From the available research, we can conclude that germination/sprouting alters the nutritional properties of grains. However, the precise nutritional composition of sprouted grains as a group is unclear, as it varies with the type of grain and germination conditions. Data tend to show a beneficial effect of sprouting, but this need to be confirmed via additional research in humans.


  1. Afify AMR, El-Beltagi HS, El-Salam SMA, Omran, AA. (2012). Protein solubility, digestibility and fractionation after germination of sorghum varieties. PLOS ONE, 7(2), e31154.
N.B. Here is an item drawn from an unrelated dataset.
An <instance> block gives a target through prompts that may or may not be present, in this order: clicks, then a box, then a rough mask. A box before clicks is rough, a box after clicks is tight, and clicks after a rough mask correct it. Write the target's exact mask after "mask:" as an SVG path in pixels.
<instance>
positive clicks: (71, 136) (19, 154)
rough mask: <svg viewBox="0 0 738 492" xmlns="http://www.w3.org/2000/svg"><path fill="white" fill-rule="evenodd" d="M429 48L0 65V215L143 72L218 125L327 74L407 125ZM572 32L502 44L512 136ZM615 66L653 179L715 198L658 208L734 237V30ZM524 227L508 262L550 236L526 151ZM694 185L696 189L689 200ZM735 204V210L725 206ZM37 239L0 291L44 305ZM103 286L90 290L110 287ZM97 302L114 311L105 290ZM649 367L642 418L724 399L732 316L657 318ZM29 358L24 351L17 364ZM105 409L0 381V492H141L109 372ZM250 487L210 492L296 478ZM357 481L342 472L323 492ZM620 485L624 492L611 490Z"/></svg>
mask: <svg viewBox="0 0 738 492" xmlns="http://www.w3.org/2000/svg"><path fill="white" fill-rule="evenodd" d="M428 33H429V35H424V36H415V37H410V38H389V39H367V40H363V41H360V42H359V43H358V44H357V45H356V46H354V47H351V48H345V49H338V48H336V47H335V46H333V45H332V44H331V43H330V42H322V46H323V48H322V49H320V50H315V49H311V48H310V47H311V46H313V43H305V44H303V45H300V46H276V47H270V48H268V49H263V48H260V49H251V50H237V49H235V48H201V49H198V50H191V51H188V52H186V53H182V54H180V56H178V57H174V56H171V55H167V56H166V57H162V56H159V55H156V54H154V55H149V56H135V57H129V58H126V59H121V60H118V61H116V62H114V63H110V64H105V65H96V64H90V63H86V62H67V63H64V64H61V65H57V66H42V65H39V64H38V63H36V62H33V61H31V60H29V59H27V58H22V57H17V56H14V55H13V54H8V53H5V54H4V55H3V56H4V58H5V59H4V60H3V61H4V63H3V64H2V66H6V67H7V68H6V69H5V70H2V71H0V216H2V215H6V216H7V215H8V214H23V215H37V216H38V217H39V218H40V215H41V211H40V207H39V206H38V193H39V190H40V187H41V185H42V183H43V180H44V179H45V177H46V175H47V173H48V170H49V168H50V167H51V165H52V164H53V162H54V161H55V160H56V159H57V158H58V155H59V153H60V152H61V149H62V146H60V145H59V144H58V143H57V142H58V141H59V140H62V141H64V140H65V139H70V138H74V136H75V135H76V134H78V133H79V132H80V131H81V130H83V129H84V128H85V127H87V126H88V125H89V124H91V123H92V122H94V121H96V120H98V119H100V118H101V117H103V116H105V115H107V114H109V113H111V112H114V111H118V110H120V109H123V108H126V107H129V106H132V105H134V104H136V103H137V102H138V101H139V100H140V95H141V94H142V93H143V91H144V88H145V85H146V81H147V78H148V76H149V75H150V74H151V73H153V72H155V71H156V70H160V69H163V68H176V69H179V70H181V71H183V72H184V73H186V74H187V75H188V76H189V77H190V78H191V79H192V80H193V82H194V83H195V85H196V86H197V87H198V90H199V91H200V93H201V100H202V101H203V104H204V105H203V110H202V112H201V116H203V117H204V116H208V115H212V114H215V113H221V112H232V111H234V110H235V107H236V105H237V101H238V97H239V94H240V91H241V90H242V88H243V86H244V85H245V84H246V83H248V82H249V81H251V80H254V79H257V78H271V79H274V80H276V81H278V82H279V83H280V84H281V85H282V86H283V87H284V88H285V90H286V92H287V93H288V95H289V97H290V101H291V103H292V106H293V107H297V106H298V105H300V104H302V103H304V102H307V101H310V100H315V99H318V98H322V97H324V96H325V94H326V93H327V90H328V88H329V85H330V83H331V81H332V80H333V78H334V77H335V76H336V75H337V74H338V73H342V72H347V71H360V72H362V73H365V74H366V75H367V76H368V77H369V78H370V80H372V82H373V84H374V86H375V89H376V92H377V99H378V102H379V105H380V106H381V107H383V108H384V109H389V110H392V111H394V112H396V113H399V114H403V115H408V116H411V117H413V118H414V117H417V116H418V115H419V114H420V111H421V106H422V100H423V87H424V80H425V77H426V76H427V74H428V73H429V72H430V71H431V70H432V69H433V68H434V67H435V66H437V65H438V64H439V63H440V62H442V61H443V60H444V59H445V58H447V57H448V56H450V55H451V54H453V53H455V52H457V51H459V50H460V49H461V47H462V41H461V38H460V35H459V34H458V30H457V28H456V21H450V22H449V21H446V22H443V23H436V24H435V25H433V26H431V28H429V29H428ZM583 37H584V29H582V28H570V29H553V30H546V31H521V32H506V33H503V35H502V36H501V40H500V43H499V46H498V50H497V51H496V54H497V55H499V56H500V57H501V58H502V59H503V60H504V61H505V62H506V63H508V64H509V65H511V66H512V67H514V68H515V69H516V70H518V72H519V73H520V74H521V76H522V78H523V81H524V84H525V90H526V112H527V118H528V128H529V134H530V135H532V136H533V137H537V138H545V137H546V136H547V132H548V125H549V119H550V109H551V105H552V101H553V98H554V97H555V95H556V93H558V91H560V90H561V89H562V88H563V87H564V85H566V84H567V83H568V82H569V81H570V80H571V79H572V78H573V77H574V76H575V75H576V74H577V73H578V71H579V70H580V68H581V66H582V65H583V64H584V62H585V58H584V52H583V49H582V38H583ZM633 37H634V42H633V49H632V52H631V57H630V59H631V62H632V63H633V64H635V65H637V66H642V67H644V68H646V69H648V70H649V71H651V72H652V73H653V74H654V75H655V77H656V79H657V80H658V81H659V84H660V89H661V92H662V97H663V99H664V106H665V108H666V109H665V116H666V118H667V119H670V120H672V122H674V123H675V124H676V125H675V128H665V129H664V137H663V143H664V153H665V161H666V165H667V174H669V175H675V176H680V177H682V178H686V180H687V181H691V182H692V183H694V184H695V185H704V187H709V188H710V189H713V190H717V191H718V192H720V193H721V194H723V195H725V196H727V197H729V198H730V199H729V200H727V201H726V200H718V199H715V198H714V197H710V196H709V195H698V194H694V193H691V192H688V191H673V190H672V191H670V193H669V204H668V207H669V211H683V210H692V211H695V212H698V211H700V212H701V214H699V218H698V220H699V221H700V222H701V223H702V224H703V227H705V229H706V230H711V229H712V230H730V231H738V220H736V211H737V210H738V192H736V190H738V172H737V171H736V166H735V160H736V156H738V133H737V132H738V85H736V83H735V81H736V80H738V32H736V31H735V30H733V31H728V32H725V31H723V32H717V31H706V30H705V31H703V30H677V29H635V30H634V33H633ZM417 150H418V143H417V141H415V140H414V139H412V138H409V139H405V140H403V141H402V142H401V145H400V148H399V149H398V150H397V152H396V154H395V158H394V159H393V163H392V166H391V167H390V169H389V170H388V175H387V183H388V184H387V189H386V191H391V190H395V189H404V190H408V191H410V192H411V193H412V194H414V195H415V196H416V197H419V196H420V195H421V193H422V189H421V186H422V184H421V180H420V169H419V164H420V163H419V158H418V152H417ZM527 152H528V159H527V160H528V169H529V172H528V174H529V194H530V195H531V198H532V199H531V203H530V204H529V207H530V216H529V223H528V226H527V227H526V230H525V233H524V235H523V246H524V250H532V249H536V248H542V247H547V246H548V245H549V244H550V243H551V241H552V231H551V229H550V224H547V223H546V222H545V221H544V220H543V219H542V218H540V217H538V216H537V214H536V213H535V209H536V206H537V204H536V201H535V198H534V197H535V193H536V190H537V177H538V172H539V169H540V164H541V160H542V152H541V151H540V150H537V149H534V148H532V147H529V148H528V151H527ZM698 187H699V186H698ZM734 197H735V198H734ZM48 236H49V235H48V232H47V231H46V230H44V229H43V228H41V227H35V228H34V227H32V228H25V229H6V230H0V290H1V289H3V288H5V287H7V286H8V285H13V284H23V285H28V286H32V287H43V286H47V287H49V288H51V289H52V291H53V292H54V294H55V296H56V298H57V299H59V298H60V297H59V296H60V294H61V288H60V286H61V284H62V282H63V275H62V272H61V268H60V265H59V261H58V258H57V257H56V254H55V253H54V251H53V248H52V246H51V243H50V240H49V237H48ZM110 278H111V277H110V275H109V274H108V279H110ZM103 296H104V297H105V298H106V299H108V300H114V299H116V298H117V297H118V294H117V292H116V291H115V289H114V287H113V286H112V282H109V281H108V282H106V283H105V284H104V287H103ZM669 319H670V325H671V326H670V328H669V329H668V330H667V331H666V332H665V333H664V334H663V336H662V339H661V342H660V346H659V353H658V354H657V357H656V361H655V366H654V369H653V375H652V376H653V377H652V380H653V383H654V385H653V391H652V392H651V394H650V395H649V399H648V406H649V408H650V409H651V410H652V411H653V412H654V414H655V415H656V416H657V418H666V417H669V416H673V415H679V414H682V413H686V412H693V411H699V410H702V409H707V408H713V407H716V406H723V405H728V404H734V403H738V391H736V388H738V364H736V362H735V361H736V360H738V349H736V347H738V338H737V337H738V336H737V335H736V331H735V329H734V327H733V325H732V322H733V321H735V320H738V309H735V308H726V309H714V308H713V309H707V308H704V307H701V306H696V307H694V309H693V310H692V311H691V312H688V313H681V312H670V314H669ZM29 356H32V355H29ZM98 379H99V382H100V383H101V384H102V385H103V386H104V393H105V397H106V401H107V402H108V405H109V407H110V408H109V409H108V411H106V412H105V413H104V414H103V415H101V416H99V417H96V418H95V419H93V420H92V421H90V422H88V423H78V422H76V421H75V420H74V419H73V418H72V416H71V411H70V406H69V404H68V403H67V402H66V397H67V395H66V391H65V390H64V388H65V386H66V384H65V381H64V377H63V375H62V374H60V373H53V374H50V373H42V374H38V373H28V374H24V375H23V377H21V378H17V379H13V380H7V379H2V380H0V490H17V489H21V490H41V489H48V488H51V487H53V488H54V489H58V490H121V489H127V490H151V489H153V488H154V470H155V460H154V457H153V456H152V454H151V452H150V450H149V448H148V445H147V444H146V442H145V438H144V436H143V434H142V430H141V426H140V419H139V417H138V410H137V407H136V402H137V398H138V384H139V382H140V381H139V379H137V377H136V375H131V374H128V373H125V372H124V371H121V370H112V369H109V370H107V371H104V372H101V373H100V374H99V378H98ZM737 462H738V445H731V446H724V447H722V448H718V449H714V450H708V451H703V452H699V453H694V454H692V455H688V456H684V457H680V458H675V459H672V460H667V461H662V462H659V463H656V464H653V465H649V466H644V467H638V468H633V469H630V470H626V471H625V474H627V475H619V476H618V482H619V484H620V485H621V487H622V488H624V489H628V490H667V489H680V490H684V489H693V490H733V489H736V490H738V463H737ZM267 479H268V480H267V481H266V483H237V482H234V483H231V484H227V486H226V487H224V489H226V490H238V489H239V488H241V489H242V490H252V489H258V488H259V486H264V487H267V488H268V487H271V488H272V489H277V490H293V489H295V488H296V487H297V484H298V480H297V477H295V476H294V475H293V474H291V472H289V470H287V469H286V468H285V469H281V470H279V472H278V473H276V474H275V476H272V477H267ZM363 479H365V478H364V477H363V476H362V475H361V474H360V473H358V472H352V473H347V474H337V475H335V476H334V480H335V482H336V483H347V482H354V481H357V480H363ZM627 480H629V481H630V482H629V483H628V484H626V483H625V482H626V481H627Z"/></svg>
  1. Azeke MA, Egielewa SJ, Eigbogbo MU, Ihimire, IG. (2011). Effect of germination on the phytase activity, phytate and total phosphorus contents of rice (Oryza sativa), maize (Zea mays), millet (Panicum miliaceum), sorghum (Sorghum bicolor) and wheat (Triticum aestivum). Journal of Food Science and Technology, 48(6), 724-729.
  1. Coulibaly A, Chen, J. (2011). Evolution of energetic compounds, antioxidant capacity, some vitamins and minerals, phytase and amylase activity during the germination of foxtail millet. American Journal of Food Technology, 6(1), 40-51.
  1. Hefni M, Witthöft CM. (2012). Effect of germination and subsequent oven-drying on folate content in different wheat and rye cultivars. Journal of Cereal Science, 56(2), 374-378.
  1. Katina K, Liukkonen K-H, Kaukovirta-Norja A, Adlercreutz H, Heinonen S-M, Lampi A-M, . . . Poutanen, K. (2007). Fermentation-induced changes in the nutritional value of native or germinated rye. Journal of Cereal Science, 46(3), 348-355.
  1. Larsson M, Rossander-Hulthén L, Sandström B, Sandberg, A. (1996). Improved zinc and iron absorption from breakfast meals containing malted oats with reduced phytate content. British Journal of Nutrition, 76(05), 677-688.
  1. Nelson K, Stojanovska L, Vasiljevic T, Mathai M. (2013). Germinated grains: a superior whole grain functional food? 1. Canadian Journal of Physiology and Pharmacology, 91(6), 429-441.
  1. Tatala S, Ndossi G, Ash D, Mamiro P. (2007). Effect of germination of finger millet on nutritional value of foods and effect of food supplement on nutrition and anaemia status in Tanzania children. Tanzania Journal of Health Research, 9(2), 77-86.
  1. Tizazu S, Urga K, Belay A Abuye C, & Retta N. (2011). Effect of germination on mineral bioavailability of sorghum-based complementary foods. African Journal of Food, Agriculture, Nutrition and Development, 11(5), 5083-5095.